The first generation has a number of variants: 2RH; 2RJ; 2RK; 2RL; 2RM; 2RN; 2TU; 2UT; 2VR; 3FN; 3PA; 3PB; 3PC; 3PD; 3PE; 3SY; 3TY.

=== First Generation TZR 4dl 1 (R) ===
In 1991, Yamaha introduced the R series of TZR125s which have very little in common with the previous generation. Known as 4dl series 1 They can be identified by the separate rider and pillion seats, and it has a squared rear fairing with storage compartment under the seat accessed by a flap at the rear, upside down forks, scoops on the sides of the fairings. it is easily distinguished in comparison with the series 2

It was assembled by Belgarda in Italy from imported Japanese parts and made use of Italian components. Brembo brake system and rims, upside down Paioli forks and the crankcase manufactured by Moto Minarelli. The 4DLs can be identified by the code 3MB00 embossed on the cylinder block and 4DL at the start of the serial numbers on the crankcase and frames. The 4DL came in two versions.
Series 1 ended in 1992 or 1993.
from 1993 onwards came the TZR 125 (RR) (series 2) which is a very different bike
with a revised engine.
Some of the differences between the series 1 (R) and series 2 (RR) are as follows

different gearing and gearbox components
cylinder and cylinder head,
CDI,
servo,
fairings,
frame (braced with cut outs near seat),
exhaust (long stinger),
airbox,
storage access changed with newer fairing
no sidelight above the headlight.
and new paint schemes
easily distinguishable against the series 1.
it also uses a smaller carburettor

==Other models==
Belgarda also produced in limited numbers TZR125R SPs which have varying swingarms and increased power ratings.
It is said to be a 33bhp machine

The 4DL (Series 1) shares the same frame as some versions of the Yamaha TZR250 and was also used for the Yamaha Yamaha SZR660 Belgarda which uses a XT660 engine. with different engine mountings beautifully welded at the factory.

The TZR125R SP is based on the 4DL Series 1, distinguished by its adjustable forks and specific frame serial codes. While many SP models featured a black Deltabox frame, some were produced with a polished finish.

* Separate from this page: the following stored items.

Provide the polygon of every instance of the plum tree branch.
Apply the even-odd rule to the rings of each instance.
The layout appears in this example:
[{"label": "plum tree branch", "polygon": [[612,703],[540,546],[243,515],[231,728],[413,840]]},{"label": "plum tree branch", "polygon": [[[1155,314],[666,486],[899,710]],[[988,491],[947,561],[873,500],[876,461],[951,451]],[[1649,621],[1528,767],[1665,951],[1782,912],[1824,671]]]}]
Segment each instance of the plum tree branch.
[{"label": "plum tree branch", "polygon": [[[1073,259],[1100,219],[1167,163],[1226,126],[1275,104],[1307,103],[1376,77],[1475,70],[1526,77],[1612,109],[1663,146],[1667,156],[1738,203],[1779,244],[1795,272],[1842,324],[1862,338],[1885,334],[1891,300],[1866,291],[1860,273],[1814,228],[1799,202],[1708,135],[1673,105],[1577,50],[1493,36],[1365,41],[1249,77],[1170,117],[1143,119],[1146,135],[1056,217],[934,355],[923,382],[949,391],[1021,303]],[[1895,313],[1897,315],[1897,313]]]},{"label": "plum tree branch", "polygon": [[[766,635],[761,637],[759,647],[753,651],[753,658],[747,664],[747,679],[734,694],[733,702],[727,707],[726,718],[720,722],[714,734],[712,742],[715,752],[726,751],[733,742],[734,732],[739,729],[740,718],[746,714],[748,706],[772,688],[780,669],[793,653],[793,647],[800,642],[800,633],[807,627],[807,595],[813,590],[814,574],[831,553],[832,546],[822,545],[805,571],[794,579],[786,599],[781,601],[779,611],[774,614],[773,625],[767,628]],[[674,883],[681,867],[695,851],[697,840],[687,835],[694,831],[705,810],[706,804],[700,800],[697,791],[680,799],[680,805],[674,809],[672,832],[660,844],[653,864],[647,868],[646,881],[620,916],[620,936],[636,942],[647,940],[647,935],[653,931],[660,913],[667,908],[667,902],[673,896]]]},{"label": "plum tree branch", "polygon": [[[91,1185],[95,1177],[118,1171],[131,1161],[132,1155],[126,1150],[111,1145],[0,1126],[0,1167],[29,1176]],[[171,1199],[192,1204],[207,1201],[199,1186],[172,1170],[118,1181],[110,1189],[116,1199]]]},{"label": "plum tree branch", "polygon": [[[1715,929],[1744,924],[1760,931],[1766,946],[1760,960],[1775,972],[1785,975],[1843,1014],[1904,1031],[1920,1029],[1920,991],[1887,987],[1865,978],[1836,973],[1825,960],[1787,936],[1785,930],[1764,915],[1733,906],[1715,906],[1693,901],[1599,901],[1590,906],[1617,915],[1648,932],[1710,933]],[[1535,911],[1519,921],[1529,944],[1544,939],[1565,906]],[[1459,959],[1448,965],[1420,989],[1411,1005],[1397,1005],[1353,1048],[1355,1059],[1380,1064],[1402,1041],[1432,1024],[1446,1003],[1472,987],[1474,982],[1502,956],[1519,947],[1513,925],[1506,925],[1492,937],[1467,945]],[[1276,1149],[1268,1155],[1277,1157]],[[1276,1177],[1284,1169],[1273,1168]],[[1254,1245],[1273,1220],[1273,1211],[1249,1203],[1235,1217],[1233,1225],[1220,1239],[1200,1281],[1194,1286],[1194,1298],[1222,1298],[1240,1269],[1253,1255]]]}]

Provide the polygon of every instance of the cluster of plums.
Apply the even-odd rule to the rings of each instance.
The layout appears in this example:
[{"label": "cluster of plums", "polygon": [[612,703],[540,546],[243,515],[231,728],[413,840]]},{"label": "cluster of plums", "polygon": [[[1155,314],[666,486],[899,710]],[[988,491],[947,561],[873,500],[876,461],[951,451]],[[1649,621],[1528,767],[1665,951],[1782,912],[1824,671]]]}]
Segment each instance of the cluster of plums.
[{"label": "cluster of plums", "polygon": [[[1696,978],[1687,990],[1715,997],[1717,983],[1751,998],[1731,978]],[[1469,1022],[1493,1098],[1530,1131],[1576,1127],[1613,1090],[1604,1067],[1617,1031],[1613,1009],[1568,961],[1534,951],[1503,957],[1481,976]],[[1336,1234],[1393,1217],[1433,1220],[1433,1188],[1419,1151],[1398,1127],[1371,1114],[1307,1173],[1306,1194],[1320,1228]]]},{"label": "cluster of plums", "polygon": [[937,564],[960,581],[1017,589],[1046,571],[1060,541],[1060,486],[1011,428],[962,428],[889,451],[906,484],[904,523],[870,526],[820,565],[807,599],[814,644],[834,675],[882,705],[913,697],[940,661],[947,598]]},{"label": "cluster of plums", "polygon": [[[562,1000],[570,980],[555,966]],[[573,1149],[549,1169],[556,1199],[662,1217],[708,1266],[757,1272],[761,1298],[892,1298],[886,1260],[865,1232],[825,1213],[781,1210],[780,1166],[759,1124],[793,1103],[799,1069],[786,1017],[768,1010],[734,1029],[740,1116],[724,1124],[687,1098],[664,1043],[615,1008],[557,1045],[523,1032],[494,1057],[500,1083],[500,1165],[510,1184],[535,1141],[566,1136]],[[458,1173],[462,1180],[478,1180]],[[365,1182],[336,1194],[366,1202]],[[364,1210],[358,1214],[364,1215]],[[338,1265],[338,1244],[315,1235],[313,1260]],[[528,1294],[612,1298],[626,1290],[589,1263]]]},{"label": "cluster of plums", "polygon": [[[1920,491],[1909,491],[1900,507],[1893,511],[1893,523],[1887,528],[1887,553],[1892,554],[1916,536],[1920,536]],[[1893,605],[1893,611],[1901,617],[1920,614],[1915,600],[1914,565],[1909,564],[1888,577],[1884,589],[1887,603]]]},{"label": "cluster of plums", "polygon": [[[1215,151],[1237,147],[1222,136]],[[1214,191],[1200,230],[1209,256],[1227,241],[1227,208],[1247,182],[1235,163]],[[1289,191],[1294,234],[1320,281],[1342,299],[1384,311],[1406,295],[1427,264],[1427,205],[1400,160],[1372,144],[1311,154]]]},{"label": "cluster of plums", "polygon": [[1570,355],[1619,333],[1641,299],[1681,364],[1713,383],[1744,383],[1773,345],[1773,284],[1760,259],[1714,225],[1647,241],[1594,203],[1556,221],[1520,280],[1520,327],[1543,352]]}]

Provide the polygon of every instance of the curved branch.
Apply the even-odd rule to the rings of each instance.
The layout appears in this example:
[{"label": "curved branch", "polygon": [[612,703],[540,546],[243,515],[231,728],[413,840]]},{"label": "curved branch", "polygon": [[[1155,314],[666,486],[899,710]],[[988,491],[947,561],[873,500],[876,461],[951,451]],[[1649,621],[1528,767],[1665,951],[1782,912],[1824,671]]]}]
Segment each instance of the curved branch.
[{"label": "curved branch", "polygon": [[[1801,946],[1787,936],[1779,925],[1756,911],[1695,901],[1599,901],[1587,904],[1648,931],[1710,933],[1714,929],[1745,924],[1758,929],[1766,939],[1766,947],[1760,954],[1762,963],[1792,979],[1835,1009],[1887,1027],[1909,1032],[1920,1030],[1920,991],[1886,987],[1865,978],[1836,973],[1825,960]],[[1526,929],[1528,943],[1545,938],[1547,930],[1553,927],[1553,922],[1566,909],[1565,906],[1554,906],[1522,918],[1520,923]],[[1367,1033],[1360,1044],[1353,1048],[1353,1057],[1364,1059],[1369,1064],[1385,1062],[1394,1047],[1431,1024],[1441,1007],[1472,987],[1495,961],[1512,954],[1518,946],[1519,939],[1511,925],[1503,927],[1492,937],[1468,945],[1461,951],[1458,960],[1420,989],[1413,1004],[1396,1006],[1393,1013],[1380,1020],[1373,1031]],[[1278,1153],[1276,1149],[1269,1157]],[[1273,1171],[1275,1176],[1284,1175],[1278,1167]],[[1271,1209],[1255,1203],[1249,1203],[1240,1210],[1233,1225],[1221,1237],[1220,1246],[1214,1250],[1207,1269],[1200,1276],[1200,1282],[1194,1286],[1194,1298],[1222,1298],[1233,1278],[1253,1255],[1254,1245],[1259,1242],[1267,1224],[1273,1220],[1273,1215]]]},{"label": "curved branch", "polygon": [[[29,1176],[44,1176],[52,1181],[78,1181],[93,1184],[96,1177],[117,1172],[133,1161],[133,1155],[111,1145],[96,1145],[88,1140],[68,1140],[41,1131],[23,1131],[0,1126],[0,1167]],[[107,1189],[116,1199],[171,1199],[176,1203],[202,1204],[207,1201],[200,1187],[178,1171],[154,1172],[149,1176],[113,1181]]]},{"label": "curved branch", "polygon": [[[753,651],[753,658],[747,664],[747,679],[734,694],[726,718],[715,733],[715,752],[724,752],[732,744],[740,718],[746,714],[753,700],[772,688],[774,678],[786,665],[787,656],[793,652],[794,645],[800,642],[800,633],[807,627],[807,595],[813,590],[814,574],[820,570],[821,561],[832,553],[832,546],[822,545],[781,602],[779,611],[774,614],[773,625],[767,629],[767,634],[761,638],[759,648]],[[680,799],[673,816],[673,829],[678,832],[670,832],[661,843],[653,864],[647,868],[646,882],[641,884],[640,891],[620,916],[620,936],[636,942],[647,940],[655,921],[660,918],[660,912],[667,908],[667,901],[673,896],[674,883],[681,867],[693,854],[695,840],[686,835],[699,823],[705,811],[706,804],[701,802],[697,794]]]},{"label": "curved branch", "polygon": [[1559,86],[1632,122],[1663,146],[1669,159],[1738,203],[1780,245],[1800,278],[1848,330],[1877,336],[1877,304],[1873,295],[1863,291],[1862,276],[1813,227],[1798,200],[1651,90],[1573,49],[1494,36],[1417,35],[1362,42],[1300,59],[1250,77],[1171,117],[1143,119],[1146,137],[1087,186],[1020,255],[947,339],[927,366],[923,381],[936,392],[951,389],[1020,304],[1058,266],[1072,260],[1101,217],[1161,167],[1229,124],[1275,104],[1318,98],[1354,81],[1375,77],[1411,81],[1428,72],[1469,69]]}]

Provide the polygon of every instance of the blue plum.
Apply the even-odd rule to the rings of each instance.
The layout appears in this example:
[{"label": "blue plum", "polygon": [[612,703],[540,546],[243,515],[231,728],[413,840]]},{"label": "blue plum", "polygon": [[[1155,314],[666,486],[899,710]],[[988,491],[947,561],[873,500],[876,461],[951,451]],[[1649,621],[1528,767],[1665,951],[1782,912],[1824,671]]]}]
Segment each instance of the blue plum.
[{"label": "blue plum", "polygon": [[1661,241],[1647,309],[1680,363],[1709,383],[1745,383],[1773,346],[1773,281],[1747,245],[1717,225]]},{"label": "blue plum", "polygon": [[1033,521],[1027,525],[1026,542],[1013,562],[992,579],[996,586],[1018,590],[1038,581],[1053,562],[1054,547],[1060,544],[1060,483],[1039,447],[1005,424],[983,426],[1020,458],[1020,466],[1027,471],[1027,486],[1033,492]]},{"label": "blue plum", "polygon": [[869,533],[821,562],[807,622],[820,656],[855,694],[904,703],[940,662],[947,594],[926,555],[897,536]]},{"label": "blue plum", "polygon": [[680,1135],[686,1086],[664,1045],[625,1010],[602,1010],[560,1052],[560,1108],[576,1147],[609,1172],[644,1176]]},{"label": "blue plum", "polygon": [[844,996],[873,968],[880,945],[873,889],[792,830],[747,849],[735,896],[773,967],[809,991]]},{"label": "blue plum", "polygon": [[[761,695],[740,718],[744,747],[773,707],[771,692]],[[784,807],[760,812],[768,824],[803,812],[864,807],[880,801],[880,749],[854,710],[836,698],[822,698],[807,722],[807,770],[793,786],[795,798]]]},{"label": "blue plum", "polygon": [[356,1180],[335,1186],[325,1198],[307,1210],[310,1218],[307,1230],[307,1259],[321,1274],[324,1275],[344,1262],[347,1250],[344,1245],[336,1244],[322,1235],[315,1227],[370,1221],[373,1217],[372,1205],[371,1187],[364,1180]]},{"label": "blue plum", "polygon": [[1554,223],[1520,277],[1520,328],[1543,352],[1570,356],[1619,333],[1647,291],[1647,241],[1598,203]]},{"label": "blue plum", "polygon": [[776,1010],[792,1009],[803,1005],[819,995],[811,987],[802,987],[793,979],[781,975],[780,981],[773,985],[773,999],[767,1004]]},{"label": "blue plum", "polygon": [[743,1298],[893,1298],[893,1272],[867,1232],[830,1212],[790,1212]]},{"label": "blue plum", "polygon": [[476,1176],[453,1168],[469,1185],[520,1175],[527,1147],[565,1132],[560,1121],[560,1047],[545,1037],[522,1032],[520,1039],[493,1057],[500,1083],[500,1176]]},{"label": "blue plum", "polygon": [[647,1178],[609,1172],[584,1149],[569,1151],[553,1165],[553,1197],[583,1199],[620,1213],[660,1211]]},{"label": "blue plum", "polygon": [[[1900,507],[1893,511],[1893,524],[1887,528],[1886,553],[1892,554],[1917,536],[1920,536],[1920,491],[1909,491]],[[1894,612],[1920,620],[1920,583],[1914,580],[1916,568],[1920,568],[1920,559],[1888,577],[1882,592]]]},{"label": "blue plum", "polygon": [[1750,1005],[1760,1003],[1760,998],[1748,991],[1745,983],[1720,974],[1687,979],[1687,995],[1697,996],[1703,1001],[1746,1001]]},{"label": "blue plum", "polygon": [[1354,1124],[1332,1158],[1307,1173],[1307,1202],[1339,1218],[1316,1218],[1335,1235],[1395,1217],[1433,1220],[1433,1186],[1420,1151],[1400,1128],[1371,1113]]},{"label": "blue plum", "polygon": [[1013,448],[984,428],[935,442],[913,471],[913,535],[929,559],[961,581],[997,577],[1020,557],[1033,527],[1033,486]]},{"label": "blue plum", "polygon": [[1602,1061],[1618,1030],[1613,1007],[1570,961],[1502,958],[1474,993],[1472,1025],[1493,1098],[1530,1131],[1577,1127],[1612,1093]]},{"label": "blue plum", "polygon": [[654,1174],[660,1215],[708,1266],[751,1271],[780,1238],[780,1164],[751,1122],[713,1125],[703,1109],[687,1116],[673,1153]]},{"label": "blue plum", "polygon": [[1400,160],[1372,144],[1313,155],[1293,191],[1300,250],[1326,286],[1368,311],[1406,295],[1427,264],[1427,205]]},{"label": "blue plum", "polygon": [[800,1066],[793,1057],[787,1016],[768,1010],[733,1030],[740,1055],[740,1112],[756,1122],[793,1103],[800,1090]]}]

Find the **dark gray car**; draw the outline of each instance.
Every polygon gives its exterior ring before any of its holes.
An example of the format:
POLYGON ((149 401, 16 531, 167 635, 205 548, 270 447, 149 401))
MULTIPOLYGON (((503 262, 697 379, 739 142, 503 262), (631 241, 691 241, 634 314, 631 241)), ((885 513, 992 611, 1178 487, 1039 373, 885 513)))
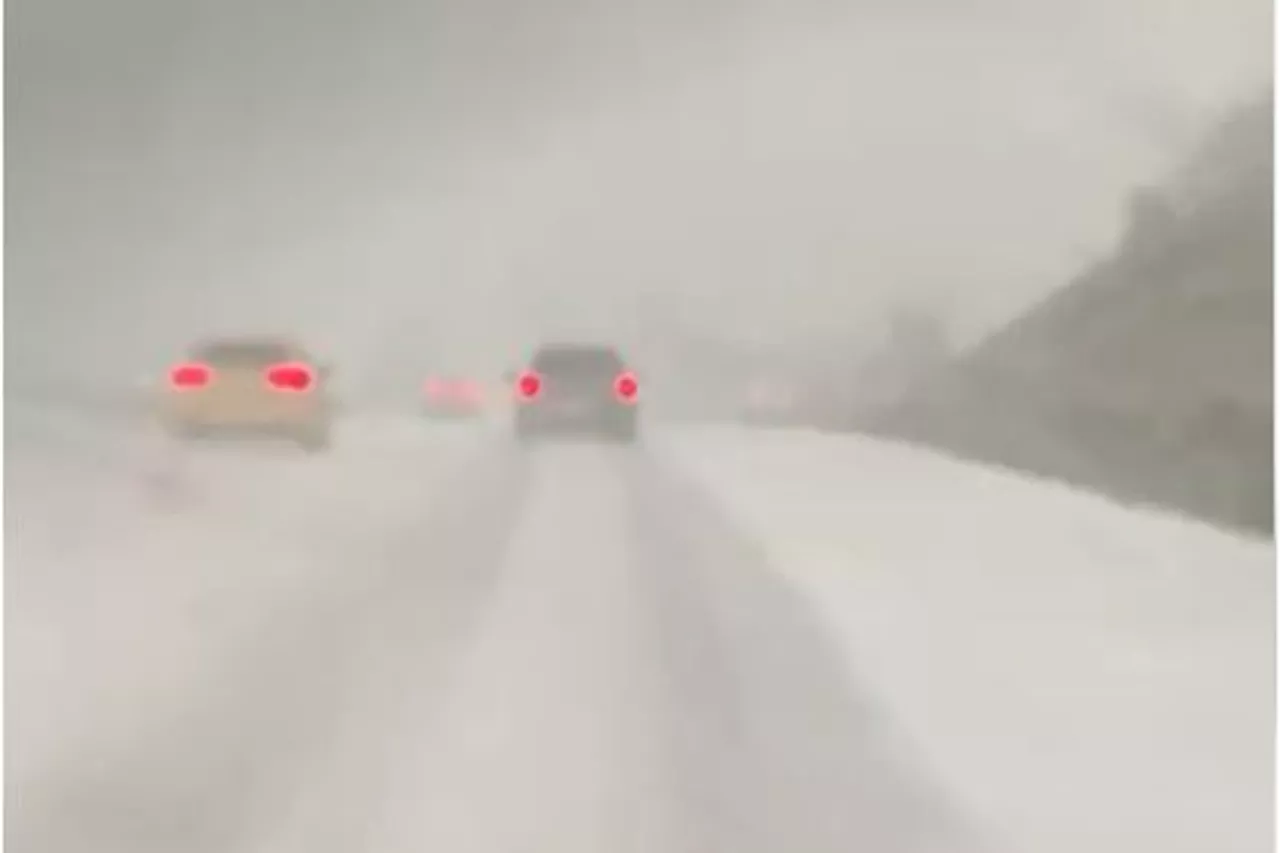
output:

The SP engine utilizes cylinders with the 4DL-00 prefix, differing from the (R) and (RR) variants in porting architecture and timing. These cylinders feature additional ports, necessitating a dedicated CDI and specific engine management components. Production numbers for the SP version are unverified, though estimates typically range between 500 and 900 units.

Due to the model's rarity, various "SP-style" replicas exist. While some 4DL Series 1 frames have been painted black to mimic the SP aesthetic, the frames themselves are structurally identical across the Series 1 line.

The Swiss market 4DL are known as 4HE.

As with the previous generation, Yamaha has a number of variants: 4BN; 4CL; 4DL; 4FL; 4GM; 4HE; 4HW; 4HX; 4JB.